La vendita online di vintage e second-hand è un trend in crescita. Come in altri settori, la modalità online anche grazie alla pandemia ha avuto un’accelerazione significativa. Posso dare suggerimenti che valgono in generale anche per altri acquisti:

  • Prima di comprare online, cerchiamo alternative nei negozi di usato più vicini a noi.
  • Contattiamo un venditore nella nostra stessa città e proviamo a concordare un ritiro a mano. È proprio quello che ho fatto con te Michela! Non solo ne sono uscita con chicche del passato scovate grazie a te, ma anche tante chiacchere, occasioni di collaborazione e stimoli per le nostre attività.
  • Se facciamo un ordine online, proviamo a coinvolgere amici, parenti, conoscenti nella nostra città, per esempio avvisando sui nostri profili o gruppi social così da riunire in una spedizione più acquisti.
  • Chiediamo al venditore che tipo di imballaggi utilizza. Facciamo presente che in nome della salvaguardia dell’ambiente non ci importa che il nostro abito arrivi avvolto in una confezione nuova di pacca, in un involucro di plastica di design e con il logo del negozio. Specifichiamo che ci vanno bene soluzioni come carta recuperata, sacchetti riutilizzati, scatole di cartone riacciuffate da altri negozi o da acquisti precedenti. In genere, ho trovato nei pacchi ricevuti da venditori di vintage e second-hand imballaggi molto green, più che in altri settori, e curati nei minimi dettagli facendo sentire ancora più speciale il mio acquisto.

Ho trovato nei pacchi ricevuti da venditori di vintage e second-hand imballaggi molto green, più che in altri settori.

Chi ama il vintage ha già familiarità con lo studio necessario per riconoscere stili ed epoche. Quali altre competenze (teoriche e pratiche) sarà necessario sviluppare in futuro, per mettere assieme vintage e sostenibilità?

Ecco, mi chiedo quali stili racconteremo di questi anni 2000: sarà come raccontare dei pezzi dei decenni precedenti?

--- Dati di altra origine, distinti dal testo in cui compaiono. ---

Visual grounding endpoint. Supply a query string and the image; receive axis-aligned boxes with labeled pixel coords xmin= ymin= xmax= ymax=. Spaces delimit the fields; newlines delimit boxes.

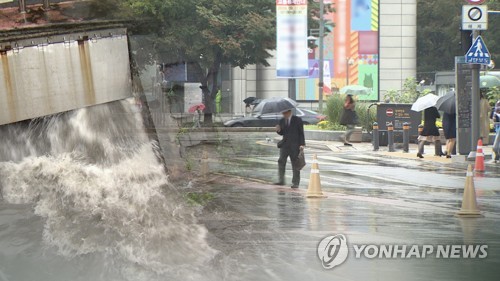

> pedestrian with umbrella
xmin=188 ymin=103 xmax=205 ymax=129
xmin=340 ymin=95 xmax=358 ymax=146
xmin=253 ymin=97 xmax=298 ymax=115
xmin=436 ymin=91 xmax=457 ymax=158
xmin=274 ymin=99 xmax=306 ymax=189
xmin=411 ymin=94 xmax=444 ymax=158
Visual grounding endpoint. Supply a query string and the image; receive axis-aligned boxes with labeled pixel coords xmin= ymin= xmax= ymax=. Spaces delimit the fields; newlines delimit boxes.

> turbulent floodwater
xmin=0 ymin=101 xmax=216 ymax=281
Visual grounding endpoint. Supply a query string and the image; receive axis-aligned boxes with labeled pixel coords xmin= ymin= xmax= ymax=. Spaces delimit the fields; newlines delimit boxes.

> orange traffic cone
xmin=456 ymin=165 xmax=483 ymax=218
xmin=306 ymin=154 xmax=326 ymax=198
xmin=474 ymin=138 xmax=484 ymax=172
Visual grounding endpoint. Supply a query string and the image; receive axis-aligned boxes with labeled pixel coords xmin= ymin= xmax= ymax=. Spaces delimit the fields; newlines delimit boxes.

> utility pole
xmin=469 ymin=30 xmax=481 ymax=159
xmin=318 ymin=0 xmax=325 ymax=112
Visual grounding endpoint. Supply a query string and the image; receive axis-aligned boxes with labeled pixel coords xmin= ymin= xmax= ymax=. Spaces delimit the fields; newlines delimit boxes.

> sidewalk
xmin=298 ymin=140 xmax=500 ymax=166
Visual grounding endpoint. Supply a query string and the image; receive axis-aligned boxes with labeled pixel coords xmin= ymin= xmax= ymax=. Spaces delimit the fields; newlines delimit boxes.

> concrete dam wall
xmin=0 ymin=28 xmax=132 ymax=125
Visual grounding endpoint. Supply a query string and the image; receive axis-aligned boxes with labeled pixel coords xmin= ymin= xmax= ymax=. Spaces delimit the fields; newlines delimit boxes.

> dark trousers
xmin=278 ymin=148 xmax=300 ymax=186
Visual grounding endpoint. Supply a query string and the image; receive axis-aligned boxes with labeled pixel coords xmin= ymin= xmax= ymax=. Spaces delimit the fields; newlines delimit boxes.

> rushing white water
xmin=0 ymin=101 xmax=215 ymax=280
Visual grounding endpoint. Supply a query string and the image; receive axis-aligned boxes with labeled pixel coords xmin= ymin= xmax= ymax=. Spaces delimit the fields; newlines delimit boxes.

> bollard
xmin=306 ymin=154 xmax=326 ymax=198
xmin=403 ymin=122 xmax=410 ymax=153
xmin=455 ymin=165 xmax=484 ymax=218
xmin=372 ymin=122 xmax=380 ymax=151
xmin=200 ymin=150 xmax=210 ymax=177
xmin=387 ymin=122 xmax=395 ymax=152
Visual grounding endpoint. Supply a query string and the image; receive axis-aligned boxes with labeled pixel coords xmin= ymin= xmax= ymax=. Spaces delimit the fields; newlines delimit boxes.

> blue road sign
xmin=465 ymin=36 xmax=491 ymax=65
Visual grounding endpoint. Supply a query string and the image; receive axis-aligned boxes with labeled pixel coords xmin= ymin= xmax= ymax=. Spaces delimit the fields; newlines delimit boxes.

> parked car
xmin=224 ymin=108 xmax=326 ymax=127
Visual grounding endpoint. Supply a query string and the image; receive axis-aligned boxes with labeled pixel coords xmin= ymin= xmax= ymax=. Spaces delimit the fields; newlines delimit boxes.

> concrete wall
xmin=0 ymin=29 xmax=132 ymax=125
xmin=379 ymin=0 xmax=417 ymax=99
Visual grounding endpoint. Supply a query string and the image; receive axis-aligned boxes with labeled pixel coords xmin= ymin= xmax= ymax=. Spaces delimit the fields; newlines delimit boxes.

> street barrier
xmin=474 ymin=138 xmax=485 ymax=172
xmin=306 ymin=154 xmax=326 ymax=198
xmin=456 ymin=165 xmax=484 ymax=218
xmin=387 ymin=123 xmax=396 ymax=152
xmin=372 ymin=122 xmax=380 ymax=151
xmin=403 ymin=122 xmax=410 ymax=153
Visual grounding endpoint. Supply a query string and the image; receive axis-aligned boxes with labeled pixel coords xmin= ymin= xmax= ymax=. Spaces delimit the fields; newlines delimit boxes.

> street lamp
xmin=345 ymin=57 xmax=354 ymax=86
xmin=318 ymin=0 xmax=325 ymax=112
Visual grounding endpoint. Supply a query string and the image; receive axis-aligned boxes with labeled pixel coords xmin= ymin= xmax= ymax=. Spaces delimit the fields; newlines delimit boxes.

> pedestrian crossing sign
xmin=465 ymin=36 xmax=491 ymax=65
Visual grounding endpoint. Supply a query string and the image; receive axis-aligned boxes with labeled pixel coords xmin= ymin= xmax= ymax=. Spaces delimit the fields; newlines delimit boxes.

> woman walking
xmin=340 ymin=95 xmax=358 ymax=146
xmin=443 ymin=112 xmax=457 ymax=158
xmin=417 ymin=107 xmax=444 ymax=158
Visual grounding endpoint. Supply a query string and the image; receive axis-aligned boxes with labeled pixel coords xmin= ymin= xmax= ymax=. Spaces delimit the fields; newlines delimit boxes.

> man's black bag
xmin=293 ymin=149 xmax=306 ymax=171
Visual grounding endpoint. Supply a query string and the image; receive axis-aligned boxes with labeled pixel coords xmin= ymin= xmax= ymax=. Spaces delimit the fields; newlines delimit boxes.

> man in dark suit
xmin=276 ymin=110 xmax=306 ymax=188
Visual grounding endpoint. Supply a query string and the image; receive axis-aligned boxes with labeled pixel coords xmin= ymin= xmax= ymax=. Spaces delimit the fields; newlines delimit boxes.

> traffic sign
xmin=467 ymin=0 xmax=486 ymax=5
xmin=385 ymin=108 xmax=394 ymax=117
xmin=465 ymin=36 xmax=491 ymax=65
xmin=462 ymin=5 xmax=488 ymax=30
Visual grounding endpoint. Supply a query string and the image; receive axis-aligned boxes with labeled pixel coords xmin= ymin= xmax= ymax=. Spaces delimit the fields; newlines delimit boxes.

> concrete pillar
xmin=379 ymin=0 xmax=417 ymax=100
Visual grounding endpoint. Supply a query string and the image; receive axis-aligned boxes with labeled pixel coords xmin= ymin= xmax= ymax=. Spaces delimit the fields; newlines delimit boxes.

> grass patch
xmin=186 ymin=192 xmax=215 ymax=206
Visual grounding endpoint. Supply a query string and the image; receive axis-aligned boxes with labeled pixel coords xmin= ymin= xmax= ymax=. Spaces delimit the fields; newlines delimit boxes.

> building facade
xmin=227 ymin=0 xmax=417 ymax=114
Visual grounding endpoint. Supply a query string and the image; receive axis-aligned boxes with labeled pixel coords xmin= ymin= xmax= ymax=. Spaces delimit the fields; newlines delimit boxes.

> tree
xmin=385 ymin=77 xmax=430 ymax=103
xmin=92 ymin=0 xmax=330 ymax=122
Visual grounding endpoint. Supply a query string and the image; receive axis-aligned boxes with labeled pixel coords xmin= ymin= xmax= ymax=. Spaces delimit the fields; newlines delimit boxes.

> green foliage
xmin=323 ymin=95 xmax=377 ymax=131
xmin=384 ymin=77 xmax=430 ymax=103
xmin=186 ymin=192 xmax=215 ymax=206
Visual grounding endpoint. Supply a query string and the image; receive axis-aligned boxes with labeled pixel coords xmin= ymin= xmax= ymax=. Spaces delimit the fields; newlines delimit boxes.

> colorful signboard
xmin=297 ymin=0 xmax=379 ymax=101
xmin=276 ymin=0 xmax=309 ymax=78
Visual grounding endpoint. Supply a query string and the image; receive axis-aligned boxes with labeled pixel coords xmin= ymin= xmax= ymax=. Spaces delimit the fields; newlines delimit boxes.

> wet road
xmin=214 ymin=139 xmax=500 ymax=214
xmin=196 ymin=139 xmax=500 ymax=281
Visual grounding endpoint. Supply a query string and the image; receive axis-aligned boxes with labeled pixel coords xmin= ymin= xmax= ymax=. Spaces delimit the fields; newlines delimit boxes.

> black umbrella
xmin=436 ymin=91 xmax=457 ymax=114
xmin=254 ymin=97 xmax=298 ymax=114
xmin=243 ymin=97 xmax=257 ymax=104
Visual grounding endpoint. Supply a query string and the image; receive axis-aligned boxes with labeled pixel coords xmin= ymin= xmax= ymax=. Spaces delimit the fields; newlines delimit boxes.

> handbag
xmin=293 ymin=149 xmax=306 ymax=171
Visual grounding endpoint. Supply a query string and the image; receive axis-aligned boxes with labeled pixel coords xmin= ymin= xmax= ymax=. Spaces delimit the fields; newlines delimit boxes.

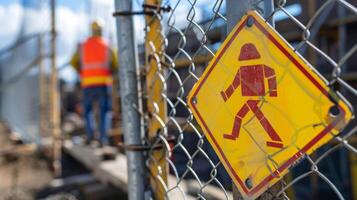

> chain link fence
xmin=117 ymin=0 xmax=357 ymax=199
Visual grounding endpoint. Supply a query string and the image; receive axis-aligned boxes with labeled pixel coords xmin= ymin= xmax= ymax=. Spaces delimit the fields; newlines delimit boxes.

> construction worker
xmin=71 ymin=21 xmax=118 ymax=146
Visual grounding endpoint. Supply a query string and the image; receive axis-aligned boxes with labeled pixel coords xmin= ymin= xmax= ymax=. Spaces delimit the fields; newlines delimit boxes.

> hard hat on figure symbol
xmin=187 ymin=11 xmax=353 ymax=199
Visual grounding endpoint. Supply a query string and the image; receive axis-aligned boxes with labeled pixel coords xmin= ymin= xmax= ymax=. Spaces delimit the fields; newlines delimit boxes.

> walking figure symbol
xmin=221 ymin=43 xmax=283 ymax=148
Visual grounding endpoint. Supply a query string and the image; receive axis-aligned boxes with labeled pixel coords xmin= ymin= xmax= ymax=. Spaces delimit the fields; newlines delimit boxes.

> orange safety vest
xmin=80 ymin=37 xmax=112 ymax=88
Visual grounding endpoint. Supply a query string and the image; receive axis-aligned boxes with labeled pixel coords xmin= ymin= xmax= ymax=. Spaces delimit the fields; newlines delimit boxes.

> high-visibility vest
xmin=80 ymin=37 xmax=112 ymax=88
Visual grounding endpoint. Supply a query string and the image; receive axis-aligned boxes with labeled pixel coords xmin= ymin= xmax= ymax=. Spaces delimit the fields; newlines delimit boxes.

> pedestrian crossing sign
xmin=188 ymin=11 xmax=353 ymax=199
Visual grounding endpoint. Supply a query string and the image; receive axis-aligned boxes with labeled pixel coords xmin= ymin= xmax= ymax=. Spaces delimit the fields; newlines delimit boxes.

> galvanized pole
xmin=50 ymin=0 xmax=62 ymax=177
xmin=115 ymin=0 xmax=145 ymax=200
xmin=227 ymin=0 xmax=283 ymax=200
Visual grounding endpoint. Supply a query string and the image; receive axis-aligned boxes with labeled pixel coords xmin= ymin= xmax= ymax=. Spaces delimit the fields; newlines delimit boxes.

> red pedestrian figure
xmin=221 ymin=43 xmax=283 ymax=148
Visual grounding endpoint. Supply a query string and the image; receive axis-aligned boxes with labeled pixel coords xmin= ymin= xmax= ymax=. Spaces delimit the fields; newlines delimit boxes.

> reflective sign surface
xmin=188 ymin=12 xmax=352 ymax=199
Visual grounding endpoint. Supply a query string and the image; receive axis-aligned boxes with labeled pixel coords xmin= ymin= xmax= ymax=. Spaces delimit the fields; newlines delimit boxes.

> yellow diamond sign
xmin=188 ymin=11 xmax=352 ymax=199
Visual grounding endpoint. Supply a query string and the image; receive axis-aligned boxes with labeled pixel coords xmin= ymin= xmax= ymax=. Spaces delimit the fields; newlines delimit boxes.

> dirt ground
xmin=0 ymin=123 xmax=53 ymax=200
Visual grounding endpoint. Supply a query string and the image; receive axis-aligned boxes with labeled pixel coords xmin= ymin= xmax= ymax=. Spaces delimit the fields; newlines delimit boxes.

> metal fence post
xmin=227 ymin=0 xmax=283 ymax=200
xmin=115 ymin=0 xmax=144 ymax=200
xmin=144 ymin=0 xmax=169 ymax=200
xmin=50 ymin=0 xmax=62 ymax=177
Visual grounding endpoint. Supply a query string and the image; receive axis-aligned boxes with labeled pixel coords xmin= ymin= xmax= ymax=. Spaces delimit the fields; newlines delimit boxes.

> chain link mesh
xmin=136 ymin=0 xmax=357 ymax=199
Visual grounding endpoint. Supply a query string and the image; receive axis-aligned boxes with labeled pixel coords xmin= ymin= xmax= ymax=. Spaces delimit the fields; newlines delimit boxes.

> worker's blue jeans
xmin=83 ymin=86 xmax=111 ymax=145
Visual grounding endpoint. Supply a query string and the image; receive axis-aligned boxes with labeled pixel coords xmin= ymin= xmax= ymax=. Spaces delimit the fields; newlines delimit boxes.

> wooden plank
xmin=64 ymin=141 xmax=195 ymax=199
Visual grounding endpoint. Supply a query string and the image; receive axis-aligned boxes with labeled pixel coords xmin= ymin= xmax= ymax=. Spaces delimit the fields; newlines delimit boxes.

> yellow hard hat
xmin=91 ymin=20 xmax=103 ymax=36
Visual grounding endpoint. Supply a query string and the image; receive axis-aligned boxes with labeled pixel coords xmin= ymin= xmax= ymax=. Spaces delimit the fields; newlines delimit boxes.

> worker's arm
xmin=264 ymin=65 xmax=278 ymax=97
xmin=221 ymin=70 xmax=240 ymax=101
xmin=110 ymin=49 xmax=119 ymax=73
xmin=70 ymin=50 xmax=81 ymax=73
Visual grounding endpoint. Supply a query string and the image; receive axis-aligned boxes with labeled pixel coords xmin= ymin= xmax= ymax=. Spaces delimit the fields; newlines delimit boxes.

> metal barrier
xmin=116 ymin=0 xmax=357 ymax=199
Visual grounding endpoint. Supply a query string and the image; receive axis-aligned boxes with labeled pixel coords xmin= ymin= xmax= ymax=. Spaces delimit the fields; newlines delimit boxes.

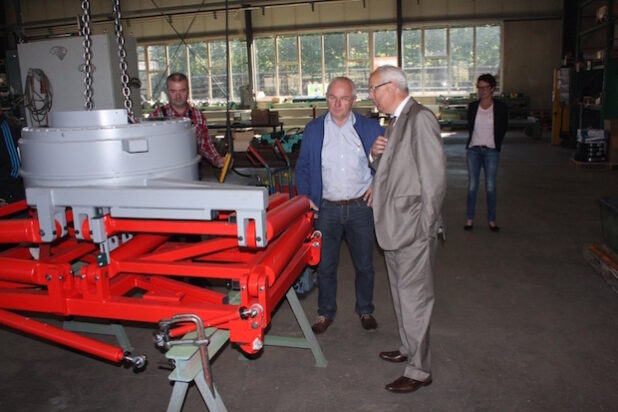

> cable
xmin=24 ymin=69 xmax=54 ymax=126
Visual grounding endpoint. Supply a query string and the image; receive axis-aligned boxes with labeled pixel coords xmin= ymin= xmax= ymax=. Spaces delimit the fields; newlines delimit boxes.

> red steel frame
xmin=0 ymin=194 xmax=321 ymax=362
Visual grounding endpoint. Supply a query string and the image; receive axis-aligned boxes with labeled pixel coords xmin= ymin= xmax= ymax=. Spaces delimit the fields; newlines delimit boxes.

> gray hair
xmin=326 ymin=76 xmax=356 ymax=96
xmin=373 ymin=65 xmax=409 ymax=93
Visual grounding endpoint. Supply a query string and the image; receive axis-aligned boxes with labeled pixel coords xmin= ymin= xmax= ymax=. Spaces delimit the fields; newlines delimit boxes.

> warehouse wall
xmin=4 ymin=0 xmax=562 ymax=110
xmin=503 ymin=20 xmax=562 ymax=112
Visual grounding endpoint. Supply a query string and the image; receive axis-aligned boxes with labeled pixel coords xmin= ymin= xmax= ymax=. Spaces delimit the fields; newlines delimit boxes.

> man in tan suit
xmin=369 ymin=66 xmax=446 ymax=393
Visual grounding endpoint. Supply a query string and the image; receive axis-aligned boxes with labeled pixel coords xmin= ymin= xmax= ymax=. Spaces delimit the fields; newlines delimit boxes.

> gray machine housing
xmin=20 ymin=110 xmax=268 ymax=249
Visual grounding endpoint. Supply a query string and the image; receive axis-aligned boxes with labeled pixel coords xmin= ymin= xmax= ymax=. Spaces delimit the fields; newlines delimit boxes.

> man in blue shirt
xmin=296 ymin=77 xmax=383 ymax=334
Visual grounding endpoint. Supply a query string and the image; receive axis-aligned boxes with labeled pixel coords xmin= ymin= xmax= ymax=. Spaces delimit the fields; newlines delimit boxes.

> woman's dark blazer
xmin=466 ymin=100 xmax=509 ymax=152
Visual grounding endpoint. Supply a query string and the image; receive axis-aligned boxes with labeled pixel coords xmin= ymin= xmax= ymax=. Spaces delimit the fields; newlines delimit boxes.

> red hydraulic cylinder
xmin=247 ymin=196 xmax=309 ymax=248
xmin=0 ymin=200 xmax=28 ymax=217
xmin=0 ymin=257 xmax=44 ymax=284
xmin=100 ymin=216 xmax=237 ymax=237
xmin=0 ymin=309 xmax=124 ymax=363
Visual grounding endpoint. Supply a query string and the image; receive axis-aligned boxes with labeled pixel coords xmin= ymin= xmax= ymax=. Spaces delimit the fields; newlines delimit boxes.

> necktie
xmin=384 ymin=116 xmax=397 ymax=137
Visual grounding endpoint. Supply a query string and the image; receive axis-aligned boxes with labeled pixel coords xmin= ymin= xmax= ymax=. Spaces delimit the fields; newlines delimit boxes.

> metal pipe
xmin=0 ymin=219 xmax=41 ymax=243
xmin=0 ymin=309 xmax=124 ymax=363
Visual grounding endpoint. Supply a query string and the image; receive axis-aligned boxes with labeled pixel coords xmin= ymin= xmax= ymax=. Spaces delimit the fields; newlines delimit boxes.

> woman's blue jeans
xmin=316 ymin=200 xmax=374 ymax=319
xmin=466 ymin=146 xmax=500 ymax=222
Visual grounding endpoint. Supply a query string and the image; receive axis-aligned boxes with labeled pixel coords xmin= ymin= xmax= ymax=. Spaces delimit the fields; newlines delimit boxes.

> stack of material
xmin=605 ymin=119 xmax=618 ymax=164
xmin=574 ymin=129 xmax=607 ymax=162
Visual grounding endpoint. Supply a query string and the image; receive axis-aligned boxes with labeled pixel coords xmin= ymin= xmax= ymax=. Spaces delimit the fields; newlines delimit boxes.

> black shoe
xmin=361 ymin=313 xmax=378 ymax=330
xmin=311 ymin=316 xmax=333 ymax=335
xmin=385 ymin=376 xmax=431 ymax=393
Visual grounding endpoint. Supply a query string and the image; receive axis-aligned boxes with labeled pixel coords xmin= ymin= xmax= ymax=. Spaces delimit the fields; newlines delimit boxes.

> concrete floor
xmin=0 ymin=132 xmax=618 ymax=412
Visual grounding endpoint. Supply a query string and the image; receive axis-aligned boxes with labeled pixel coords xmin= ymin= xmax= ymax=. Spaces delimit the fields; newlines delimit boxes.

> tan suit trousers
xmin=384 ymin=233 xmax=436 ymax=381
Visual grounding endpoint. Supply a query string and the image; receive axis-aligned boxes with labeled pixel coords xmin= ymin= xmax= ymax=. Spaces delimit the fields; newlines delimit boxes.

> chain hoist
xmin=82 ymin=0 xmax=93 ymax=110
xmin=112 ymin=0 xmax=133 ymax=119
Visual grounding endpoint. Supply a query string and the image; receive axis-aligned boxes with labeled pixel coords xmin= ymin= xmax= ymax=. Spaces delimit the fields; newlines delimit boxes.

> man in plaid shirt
xmin=151 ymin=73 xmax=225 ymax=167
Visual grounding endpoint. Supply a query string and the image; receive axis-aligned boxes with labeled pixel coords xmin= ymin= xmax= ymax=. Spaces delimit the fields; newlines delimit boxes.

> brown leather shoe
xmin=380 ymin=350 xmax=408 ymax=362
xmin=385 ymin=376 xmax=431 ymax=393
xmin=361 ymin=313 xmax=378 ymax=331
xmin=311 ymin=316 xmax=333 ymax=335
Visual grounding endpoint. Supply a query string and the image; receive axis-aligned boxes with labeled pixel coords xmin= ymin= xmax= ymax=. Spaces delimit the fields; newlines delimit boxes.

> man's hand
xmin=309 ymin=199 xmax=320 ymax=219
xmin=363 ymin=186 xmax=373 ymax=207
xmin=371 ymin=136 xmax=388 ymax=159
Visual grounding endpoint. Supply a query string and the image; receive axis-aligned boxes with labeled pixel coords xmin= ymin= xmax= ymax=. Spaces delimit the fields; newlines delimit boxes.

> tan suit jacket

Torno alla tua domanda. Sicuramente gli aspetti dell’imballaggio e del trasporto, che hai evidenziato prima. Studiare come ridurre il più possibile l’impatto ambientale in questi termini è importante già adesso.

C’è poi la questione dell’igienizzazione: capire quali prodotti possano garantire la sicurezza per il consumatore e contemporaneamente per l’ambiente.

Mi viene in mente anche la capacità di dare al cliente le migliori indicazioni per far durare il capo a lungo, in base alla composizione dei tessuti (conoscere quindi i materiali sarà d’aiuto). Non solo: anche saper dare suggerimenti su come abbinarlo e indossarlo più e più volte senza stancarsi fa parte della sostenibilità.

Non so se sarà però questione di acquisire personalmente tutte le conoscenze legate alla sostenibilità: potranno esserci figure competenti dedicate a dare supporto affidabile ed efficace, affinché le soluzioni siano davvero green. Per non rischiare di danneggiare l’ambiente, pur avendo le migliori intenzioni.

Grazie Michela per queste domande molto interessanti che fanno riflettere su aspetti poco evidenziati!

Anche saper dare suggerimenti su come abbinare un capo e indossarlo più e più volte senza stancarsi fa parte della sostenibilità.